FAQs

1. Wie viel Fläche Wald muss für ein Windrad in Klepsau oder Neunstetten gerodet werden?
(Ein Bürger aus Horrenbach.)

Antwort: 7000 qm pro Windrad in der Bauphase. 4000 qm können nach der Aufstellung an Ort und Stelle wieder aufgeforstet werden. 3000 qm bleiben dauerhaft an dieser Stelle gerodet. Für diese Fläche muss an einer anderen Stelle eine Ersatzfläche geschaffen werden. Pläne zu Ersatzflächen gibt es bisher nicht.

2. Wenn der Ortschaftsrat nach dem Mehrheitswahlrecht (ohne offiziellen Listenvorschlag) gewählt wird, dann darf jeder Wähler jedem wählbaren Bürger auf dem Wahlzettel eine Stimme geben. Darf ein gewählter Bürger die Wahl ablehnen?

(Eine Bürgerin aus Neunstetten)

Antwort: Grundsätzlich nein.
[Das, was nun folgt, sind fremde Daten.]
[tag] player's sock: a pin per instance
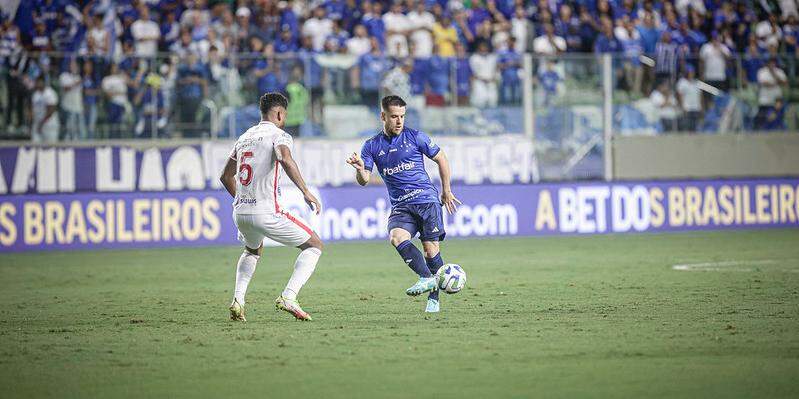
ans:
(303, 268)
(434, 264)
(414, 258)
(244, 271)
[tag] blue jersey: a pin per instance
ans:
(400, 161)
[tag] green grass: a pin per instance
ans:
(555, 317)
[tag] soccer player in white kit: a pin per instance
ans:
(252, 177)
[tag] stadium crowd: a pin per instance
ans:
(138, 65)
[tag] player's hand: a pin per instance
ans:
(450, 202)
(356, 161)
(313, 202)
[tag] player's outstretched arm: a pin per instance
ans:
(447, 198)
(228, 177)
(361, 174)
(293, 172)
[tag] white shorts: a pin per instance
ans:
(281, 227)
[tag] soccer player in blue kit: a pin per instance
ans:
(398, 152)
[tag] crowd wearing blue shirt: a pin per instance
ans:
(255, 38)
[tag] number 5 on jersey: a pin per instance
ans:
(245, 179)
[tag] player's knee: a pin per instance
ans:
(313, 242)
(398, 237)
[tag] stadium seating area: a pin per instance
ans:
(128, 68)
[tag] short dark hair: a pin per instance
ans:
(392, 101)
(272, 100)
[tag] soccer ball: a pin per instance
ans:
(451, 278)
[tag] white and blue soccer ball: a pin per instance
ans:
(451, 278)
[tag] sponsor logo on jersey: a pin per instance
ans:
(399, 168)
(410, 195)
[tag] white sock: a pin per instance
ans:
(244, 271)
(303, 268)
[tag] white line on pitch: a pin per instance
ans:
(727, 265)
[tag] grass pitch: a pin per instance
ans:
(549, 317)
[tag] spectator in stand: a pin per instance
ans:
(667, 56)
(170, 31)
(463, 75)
(421, 29)
(115, 89)
(360, 43)
(318, 28)
(626, 10)
(226, 25)
(72, 102)
(397, 81)
(684, 7)
(549, 79)
(548, 43)
(725, 16)
(713, 59)
(510, 66)
(465, 33)
(396, 30)
(666, 105)
(352, 15)
(484, 69)
(769, 32)
(338, 37)
(265, 73)
(649, 8)
(196, 14)
(445, 36)
(44, 110)
(285, 43)
(588, 30)
(752, 60)
(568, 27)
(771, 80)
(521, 29)
(373, 21)
(607, 42)
(788, 8)
(146, 33)
(603, 10)
(98, 38)
(689, 96)
(245, 27)
(41, 39)
(91, 92)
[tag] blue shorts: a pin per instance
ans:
(426, 219)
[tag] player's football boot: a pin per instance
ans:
(293, 307)
(432, 306)
(237, 311)
(425, 284)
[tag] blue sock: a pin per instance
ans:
(414, 258)
(434, 264)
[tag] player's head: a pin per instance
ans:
(393, 114)
(273, 108)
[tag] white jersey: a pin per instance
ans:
(258, 178)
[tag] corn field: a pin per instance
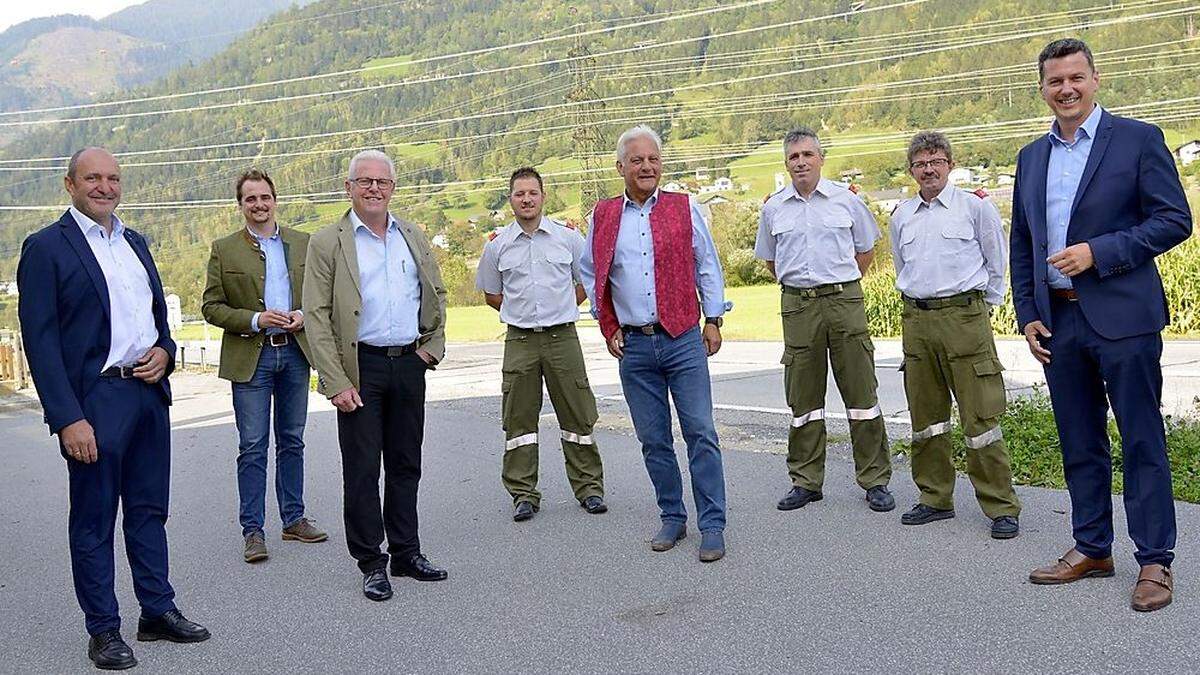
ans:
(1180, 269)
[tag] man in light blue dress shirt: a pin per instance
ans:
(661, 354)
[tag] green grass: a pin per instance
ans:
(402, 66)
(1032, 441)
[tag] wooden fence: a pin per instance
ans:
(13, 366)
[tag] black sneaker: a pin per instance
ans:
(796, 497)
(1005, 527)
(922, 514)
(880, 499)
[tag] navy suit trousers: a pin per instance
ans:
(133, 469)
(1086, 372)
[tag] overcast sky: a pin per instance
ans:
(13, 12)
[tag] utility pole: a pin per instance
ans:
(589, 143)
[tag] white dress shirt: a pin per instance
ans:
(130, 299)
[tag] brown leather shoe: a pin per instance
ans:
(1071, 567)
(304, 531)
(1153, 589)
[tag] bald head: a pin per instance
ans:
(94, 181)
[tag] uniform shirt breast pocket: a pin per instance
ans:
(960, 251)
(559, 258)
(514, 268)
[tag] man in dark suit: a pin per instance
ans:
(94, 323)
(1095, 202)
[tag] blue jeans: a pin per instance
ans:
(282, 372)
(652, 366)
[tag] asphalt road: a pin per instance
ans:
(832, 586)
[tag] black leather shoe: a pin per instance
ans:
(171, 626)
(594, 505)
(523, 511)
(1005, 527)
(419, 568)
(108, 651)
(922, 514)
(667, 536)
(796, 497)
(376, 585)
(880, 499)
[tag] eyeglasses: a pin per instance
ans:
(937, 162)
(366, 183)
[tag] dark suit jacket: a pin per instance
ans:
(237, 279)
(65, 317)
(1129, 208)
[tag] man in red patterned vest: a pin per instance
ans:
(647, 255)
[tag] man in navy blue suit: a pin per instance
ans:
(94, 322)
(1095, 202)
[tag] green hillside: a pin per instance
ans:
(721, 87)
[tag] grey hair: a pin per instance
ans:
(801, 133)
(640, 131)
(371, 156)
(929, 142)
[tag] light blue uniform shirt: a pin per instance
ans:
(130, 299)
(1066, 168)
(631, 275)
(813, 242)
(535, 273)
(276, 287)
(389, 284)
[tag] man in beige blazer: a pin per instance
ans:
(375, 314)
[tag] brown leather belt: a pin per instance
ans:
(400, 351)
(648, 329)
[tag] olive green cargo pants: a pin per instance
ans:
(552, 354)
(948, 348)
(822, 326)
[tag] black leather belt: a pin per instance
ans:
(544, 328)
(648, 329)
(959, 300)
(123, 371)
(819, 291)
(388, 351)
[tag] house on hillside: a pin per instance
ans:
(1188, 153)
(887, 199)
(712, 199)
(851, 174)
(961, 175)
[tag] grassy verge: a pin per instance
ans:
(1032, 443)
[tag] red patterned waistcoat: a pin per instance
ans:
(675, 264)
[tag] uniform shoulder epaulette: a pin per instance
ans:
(769, 195)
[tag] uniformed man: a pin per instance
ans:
(817, 238)
(531, 274)
(948, 248)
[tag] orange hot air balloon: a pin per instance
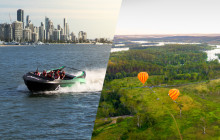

Nach § 15 Gemeindeordnung haben die Bürger die Pflicht, eine ehrenamtliche Tätigkeit in der Gemeinde (eine Wahl in den Gemeinderat oder Ortschaftsrat, …) anzunehmen.

Eine Ablehnung ist nur nach § 16 Gemeindeordnung möglich. (geistliches Amt, öffentliches Amt, 10 Jahre lang Ortschafts- oder Gemeinderat, berufliche Abwesenheit, Krankheit, älter als 62 Jahre, Pflege eine Familienangehörigen)

3. Wie stehen die Freien Wähler zur Schaffung von seniorengerechten Wohnungen oder betreuten Wohneinrichtungen für Senioren?

(Ein Bürger aus Krautheim)

Antwort: Das zunehmende Älterwerden der Krautheimer Bevölkerung macht diese Wohnformen notwendig. Wir sehen es aber nicht als Aufgabe der Stadt an, eine solche Einrichtung zu bauen oder zu betreiben. Private Investoren müssen aber durch die Stadt gefunden und ermuntert werden, derartige Einrichtungen zu schaffen und zu betreiben. Der für uns vorrangige Standort ist Krautheim Tal. Die bestehenden Einkaufsmöglichkeiten sind fußläufig erreichbar. Eine pflegerische Versorgung könnte auch durch die zwei bestehenden Pflegedienste erfolgen.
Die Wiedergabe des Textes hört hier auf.